Entendu l’autre jour sur France Inter une journaliste (qui m’est plutôt sympathique par ailleurs) annoncer qu’à tel festival de jazz elle serait en coulisses pour recueillir les premières impressions des artistes à leur descente de scène, «parce que c’est toujours intéressant de savoir comment ils ont vécu leur concert».
Hum.
Chère Madame Journaliste: je ne crois pas que ce soit intéressant. Parce que s’ils l’ont bien vécu ils n’auront pas de mots pour le dire; et que s’ils l’ont mal vécu ils ne vous le diront pas. Et ils ont raison.
J’ai mal pour les sportifs qui n’ont pas le temps de reprendre haleine qu’un Nelson exige déjà d’entendre ce qu’ils pensent des vingt dernières secondes de leur vie. Mais au moins ils ont à réagir à quelque chose de quantifiable: la réussite d’une performance sportive, ce sont des chiffres que l’on compare à d’autres chiffres, les siens ou ceux des autres. Mais la réussite d’un concert?
Si nous descendons de scène heureux, qu’avons-nous à dire à l’instant? «J’ai vécu un beau moment»? Si vous avez suivi le concert, de deux choses l’une: soit vous avez partagé l’euphorie, soit non. Dans le premier cas l’information est inutile; dans le second elle est tragique.
Si nous sommes insatisfaits, c’est encore pire: croyez-vous vraiment que nous allions vous dire «j’ai mal vécu ce concert»? C’est là une des premières choses que nous apprenons dans notre vie professionnelle: ne jamais dire à quelqu’un d’autre qu’un collègue ou un ami intime que l’on est mécontent de ce qu’on a fait! Même pas par bon sens commerçant: simplement parce qu’il est fréquent que le concert où il nous a fallu lutter ait tout de même apporté du bonheur aux auditeurs, et qu’en avouant notre déception nous risquons de paraître dévaluer leur jugement et la beauté de leur souvenir. Ce n’est pas parce que c’était plus difficile que d’habitude pour nous que c’est forcément raté…
Et puis, notre point de vue est-il vraiment si «intéressant» que cela? Qu’est-ce qui compte, la force et l’émotion de la musique ce soir-là, ou bien savoir que le chanteur avait un problème de sono (ah, le son, la grande échappatoire des musiciens mécontents d’eux-mêmes!) ou de nerfs?
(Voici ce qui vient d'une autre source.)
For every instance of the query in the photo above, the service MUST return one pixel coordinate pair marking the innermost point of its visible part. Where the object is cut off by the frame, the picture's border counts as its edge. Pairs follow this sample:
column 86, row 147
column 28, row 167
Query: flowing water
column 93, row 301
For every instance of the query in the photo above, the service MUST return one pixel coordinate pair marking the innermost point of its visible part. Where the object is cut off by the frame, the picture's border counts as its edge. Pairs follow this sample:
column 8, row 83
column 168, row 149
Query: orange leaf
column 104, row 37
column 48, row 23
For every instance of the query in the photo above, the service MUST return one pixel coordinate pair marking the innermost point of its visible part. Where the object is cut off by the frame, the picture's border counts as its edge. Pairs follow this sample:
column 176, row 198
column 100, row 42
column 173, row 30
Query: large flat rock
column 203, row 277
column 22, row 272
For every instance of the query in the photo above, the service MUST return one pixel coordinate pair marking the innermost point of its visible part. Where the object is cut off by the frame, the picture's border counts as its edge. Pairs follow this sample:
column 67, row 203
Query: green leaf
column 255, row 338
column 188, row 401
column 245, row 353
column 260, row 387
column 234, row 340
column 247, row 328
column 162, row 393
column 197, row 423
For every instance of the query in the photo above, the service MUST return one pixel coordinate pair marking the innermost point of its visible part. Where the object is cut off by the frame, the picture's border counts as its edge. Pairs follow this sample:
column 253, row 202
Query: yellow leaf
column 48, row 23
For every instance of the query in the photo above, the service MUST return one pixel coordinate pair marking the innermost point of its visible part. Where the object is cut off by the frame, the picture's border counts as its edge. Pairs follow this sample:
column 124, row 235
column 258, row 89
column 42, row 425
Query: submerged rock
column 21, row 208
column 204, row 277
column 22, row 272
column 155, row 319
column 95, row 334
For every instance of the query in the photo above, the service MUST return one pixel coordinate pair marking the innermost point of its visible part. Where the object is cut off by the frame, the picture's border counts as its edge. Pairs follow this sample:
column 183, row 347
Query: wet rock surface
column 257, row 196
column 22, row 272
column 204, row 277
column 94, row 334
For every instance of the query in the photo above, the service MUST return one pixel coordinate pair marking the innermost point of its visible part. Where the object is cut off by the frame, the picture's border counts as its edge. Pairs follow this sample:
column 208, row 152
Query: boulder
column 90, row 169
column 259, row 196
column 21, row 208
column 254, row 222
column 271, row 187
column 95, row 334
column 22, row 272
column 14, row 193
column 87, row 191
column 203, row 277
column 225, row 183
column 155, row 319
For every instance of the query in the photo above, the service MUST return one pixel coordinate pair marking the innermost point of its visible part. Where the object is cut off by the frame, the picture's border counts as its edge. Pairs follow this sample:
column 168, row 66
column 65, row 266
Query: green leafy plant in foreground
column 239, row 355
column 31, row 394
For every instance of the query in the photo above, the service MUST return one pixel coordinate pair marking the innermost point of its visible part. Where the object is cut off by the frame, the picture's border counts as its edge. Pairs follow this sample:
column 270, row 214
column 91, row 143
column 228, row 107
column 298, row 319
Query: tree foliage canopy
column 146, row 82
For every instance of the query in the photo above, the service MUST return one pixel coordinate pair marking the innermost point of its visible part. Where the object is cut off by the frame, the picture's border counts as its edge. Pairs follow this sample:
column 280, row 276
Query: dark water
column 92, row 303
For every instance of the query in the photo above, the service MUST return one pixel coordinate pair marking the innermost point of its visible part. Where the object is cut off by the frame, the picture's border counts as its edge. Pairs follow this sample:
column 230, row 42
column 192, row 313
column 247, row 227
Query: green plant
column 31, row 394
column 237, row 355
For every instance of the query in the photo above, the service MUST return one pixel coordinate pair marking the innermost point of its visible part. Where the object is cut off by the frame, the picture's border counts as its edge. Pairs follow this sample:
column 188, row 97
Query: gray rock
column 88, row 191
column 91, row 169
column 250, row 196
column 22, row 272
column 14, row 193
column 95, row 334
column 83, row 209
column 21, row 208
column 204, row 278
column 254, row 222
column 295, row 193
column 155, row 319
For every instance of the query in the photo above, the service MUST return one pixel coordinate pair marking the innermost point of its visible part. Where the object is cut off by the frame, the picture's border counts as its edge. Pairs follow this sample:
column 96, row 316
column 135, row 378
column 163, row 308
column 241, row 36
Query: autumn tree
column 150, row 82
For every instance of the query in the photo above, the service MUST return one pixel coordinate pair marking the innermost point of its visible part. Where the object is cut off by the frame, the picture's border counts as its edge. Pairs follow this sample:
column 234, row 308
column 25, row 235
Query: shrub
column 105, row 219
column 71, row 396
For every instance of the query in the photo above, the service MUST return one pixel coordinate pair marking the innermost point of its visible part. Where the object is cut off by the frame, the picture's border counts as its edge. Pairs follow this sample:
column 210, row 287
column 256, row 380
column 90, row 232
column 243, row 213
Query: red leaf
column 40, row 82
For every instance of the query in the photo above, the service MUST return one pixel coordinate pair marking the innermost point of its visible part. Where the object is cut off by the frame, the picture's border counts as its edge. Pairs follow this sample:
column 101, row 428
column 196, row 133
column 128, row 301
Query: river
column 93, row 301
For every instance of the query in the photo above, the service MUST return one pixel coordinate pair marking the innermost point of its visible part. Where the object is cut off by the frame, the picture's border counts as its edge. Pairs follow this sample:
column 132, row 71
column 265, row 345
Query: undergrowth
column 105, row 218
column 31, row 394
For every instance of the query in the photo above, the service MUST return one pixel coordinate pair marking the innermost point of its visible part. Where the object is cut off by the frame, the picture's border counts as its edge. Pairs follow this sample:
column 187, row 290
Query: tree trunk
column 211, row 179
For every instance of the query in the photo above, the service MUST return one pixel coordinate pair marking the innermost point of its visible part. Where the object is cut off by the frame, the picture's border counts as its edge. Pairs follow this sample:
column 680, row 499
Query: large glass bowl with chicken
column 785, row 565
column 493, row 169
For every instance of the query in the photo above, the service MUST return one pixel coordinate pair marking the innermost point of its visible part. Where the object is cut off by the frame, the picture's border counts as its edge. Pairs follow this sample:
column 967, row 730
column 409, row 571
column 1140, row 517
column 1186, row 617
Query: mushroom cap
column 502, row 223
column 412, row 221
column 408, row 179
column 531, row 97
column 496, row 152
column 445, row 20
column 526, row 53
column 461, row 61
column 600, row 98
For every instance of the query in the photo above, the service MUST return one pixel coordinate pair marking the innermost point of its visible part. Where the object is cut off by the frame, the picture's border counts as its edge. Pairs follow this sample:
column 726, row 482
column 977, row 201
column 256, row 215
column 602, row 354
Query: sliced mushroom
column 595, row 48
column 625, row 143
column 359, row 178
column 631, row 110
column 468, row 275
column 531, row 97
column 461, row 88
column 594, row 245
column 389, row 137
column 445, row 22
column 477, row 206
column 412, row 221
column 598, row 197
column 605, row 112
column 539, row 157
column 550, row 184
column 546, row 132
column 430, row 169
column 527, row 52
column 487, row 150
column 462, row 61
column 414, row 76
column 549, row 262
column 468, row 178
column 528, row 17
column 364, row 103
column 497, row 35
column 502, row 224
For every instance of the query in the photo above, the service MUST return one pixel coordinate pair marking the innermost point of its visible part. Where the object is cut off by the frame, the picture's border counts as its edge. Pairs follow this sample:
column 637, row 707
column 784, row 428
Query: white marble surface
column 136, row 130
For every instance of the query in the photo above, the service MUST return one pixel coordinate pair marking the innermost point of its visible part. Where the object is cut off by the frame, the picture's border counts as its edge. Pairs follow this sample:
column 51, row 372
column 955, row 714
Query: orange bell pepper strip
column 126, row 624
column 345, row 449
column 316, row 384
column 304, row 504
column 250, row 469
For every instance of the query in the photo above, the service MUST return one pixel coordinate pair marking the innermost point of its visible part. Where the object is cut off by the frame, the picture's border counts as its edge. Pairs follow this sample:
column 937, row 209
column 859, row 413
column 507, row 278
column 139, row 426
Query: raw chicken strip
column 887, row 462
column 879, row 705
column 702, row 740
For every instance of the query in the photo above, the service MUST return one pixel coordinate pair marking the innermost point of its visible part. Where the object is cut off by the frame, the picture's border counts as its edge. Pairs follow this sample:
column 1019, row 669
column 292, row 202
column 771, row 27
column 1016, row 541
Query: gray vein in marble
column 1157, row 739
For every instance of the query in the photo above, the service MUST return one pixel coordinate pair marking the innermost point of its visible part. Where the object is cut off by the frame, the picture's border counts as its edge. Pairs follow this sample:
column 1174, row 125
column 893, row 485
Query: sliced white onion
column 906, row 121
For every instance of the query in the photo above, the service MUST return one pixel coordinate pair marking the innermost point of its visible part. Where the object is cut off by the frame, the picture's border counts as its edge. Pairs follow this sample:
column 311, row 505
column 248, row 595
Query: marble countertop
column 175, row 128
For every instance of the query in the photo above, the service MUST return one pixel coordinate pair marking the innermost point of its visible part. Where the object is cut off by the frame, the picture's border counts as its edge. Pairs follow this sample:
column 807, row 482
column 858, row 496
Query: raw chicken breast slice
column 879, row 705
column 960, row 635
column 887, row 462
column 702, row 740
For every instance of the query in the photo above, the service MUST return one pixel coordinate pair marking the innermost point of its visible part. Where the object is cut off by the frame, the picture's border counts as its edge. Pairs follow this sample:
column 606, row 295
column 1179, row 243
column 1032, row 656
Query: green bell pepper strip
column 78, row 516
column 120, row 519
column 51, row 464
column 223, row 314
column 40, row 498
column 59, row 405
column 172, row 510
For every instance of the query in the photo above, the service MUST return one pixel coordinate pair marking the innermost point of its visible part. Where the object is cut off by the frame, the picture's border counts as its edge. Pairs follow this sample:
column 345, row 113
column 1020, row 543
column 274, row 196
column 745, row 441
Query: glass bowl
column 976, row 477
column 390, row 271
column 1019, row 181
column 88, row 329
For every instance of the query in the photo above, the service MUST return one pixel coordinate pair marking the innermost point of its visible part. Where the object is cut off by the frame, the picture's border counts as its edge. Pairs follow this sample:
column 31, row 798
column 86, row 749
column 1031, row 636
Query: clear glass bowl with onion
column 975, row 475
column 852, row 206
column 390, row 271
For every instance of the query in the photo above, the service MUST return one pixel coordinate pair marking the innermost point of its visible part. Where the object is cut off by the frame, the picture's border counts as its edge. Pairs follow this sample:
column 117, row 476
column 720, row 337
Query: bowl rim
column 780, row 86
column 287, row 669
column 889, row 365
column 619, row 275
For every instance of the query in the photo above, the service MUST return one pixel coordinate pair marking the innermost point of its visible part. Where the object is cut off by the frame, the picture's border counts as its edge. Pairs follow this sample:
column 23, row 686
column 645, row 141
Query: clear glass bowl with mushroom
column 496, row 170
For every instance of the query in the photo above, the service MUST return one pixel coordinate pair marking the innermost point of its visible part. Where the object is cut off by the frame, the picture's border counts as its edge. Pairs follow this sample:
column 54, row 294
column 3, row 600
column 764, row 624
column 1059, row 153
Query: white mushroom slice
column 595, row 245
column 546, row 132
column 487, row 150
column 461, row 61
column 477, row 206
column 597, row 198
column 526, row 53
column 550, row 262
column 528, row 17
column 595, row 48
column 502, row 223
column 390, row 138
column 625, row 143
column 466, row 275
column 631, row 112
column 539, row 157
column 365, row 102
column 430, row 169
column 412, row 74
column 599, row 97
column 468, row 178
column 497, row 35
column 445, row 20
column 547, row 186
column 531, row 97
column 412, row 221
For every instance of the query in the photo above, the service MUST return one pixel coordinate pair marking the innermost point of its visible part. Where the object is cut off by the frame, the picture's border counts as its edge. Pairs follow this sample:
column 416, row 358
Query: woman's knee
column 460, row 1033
Si nous disions la vérité toute crue, en fait vous recueilleriez rarement des choses terrifiantes, mais le monde a-t-il si grand besoin d’entendre «je crois que ça a fonctionné, mais j’ai mal à l’estomac et ça ne m’a pas facilité les choses», «j’étais un peu faux au troisième couplet de la deuxième chanson» ou encore «je ne remettrai plus ces chaussures en scène, la hauteur de talon ne me réussit pas»?
En outre il peut arriver qu’il y ait réellement des choses que vous ne devez pas savoir. Le groupe peut avoir passé le cap de l’implosion, le chanteur de l’autre partie de soirée peut s’avérer un mufle, ou l’accueil du festival une catastrophe ubuesque: mais en parler serait entacher la joie que les auditeurs se donnent la peine de venir chercher au concert, et abîmer notre propre travail.
Tous nos efforts tendent à ce que notre musique se détache de notre personne, qu’elle nous dépasse, qu’elle vous emporte et nous emporte tous. Nous montons sur scène pour bâtir quelque chose en dehors duquel, le temps que nous y sommes, rien n’a d’importance; nos ressentis personnels, nos personnes mêmes, ne pèsent plus qu’en tant qu’ils contribuent à l’édifice; le reste est caduc. C’est cela qui nous fait monter là-haut, c’est cela qui vous fait venir écouter. Alors pourquoi vouloir tout de suite crever la bulle en ramenant l’échelle à notre petit individu à peine les lumières éteintes? Ce que je pense de mon concert, même si je vous le disais tout net, est probablement la chose la moins importante au monde.